My parents refer to Snapchat as the “sexting app,” but no one I know uses it to share photos of their nether regions. The app, which allows people to send self-destructing picture and video messages to their friends, is for me a G-rated destination. Its bright yellow icon features a faceless ghost that greets me each time I unlock my iPhone.

Towards the end of 2011, my friend Lauren told me to download Snapchat. The two of us met in Ecuador four summers ago on the sort of volunteer trip that some students use as fodder for their college essays. Lauren and I talked for hours every day—under the stars in the Andes, on the beaches of the Galapagos Islands, in the streets of Quito. After four weeks, we hugged goodbye beside a baggage claim carousel in Miami.

From then on, we were separated by two thousand miles. But with Snapchat, her smiling face was often just a tap-and-hold away. I don’t remember any of her photos in great detail. Every picture shared on Snapchat vanishes into the cloud after ten seconds or less.

I’ve often wondered why Snapchat’s mascot is a faceless ghost. Maybe it’s because when a friend sends me a self-destructing photo, all I’m left with is the spirit of the image they shared. Faraway friends pop in and out of my life through my Snapchat screen. Five seconds here, ten seconds there—ghost-like in their ephemerality.
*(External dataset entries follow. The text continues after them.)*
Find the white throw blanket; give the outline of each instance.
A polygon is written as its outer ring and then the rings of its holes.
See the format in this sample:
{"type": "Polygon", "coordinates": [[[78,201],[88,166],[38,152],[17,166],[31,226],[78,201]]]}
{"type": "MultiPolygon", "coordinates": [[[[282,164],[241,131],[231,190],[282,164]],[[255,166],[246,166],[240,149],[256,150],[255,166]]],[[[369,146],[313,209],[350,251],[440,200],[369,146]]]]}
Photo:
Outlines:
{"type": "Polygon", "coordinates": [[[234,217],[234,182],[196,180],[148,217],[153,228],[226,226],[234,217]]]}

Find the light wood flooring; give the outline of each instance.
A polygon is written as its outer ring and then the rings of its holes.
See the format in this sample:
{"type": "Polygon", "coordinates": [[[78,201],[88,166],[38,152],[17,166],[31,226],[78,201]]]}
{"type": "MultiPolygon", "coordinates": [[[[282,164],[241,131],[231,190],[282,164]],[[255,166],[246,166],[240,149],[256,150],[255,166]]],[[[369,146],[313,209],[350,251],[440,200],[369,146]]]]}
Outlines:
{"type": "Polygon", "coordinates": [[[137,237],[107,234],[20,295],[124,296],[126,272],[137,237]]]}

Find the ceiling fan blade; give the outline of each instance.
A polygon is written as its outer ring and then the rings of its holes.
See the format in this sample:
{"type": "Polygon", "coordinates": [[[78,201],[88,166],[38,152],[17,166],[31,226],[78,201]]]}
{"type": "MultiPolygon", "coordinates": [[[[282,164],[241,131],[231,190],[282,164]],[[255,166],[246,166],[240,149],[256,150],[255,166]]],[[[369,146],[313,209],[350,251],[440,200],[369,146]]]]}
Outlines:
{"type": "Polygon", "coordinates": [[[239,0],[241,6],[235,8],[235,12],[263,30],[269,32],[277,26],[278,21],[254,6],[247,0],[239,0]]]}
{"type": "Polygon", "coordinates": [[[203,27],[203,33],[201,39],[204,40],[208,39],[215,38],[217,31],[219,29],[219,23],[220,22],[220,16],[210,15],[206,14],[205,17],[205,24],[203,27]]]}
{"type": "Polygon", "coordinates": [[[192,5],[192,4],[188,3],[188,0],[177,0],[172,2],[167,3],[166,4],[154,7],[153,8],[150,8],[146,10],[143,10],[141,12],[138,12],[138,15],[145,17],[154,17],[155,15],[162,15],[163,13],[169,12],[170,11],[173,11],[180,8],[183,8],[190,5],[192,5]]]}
On Snapchat, Lauren and I shared stupid little moments that didn’t merit the permanence of a regular photograph. No individual photo was all that important. But collectively, they painted a portrait of outlives. For almost a year, she was the only person I knew who was using the app. We were able to keep in touch without really having to say anything at all.

More and more of my friends started using Snapchat around the time I started college. Every week, I’d get a notification telling me that someone I knew had created an account. The app was no longer just a little world for Lauren and me. It quickly filled with the ghosts of my other friends.

Snapchat seems counterintuitive because we’re so used to photos that are made to last. But it’s only within the last few decades that photography has become a routine part of the human experience. Cameras would seem like black magic to anyone who lived before the nineteenth century. Some cultures still believe that a photo can steal your soul.

This belief isn’t all that surprising. Most things in everyday life are ephemeral. You can trust that your every word won’t be recorded. No one will remember in great detail the things you said or did today. Snapchat makes photographs act more like our memories—vivid in the moment, but fragile in the long term. The impermanence is freeing.

The paradox of Snapchat is that it makes photos more ephemeral, but also more demanding of my attention. The app imposes scarcity in an age when digital memory is abundant. I don’t want to look away from a picture if I know I only have a few seconds to catch a glimpse.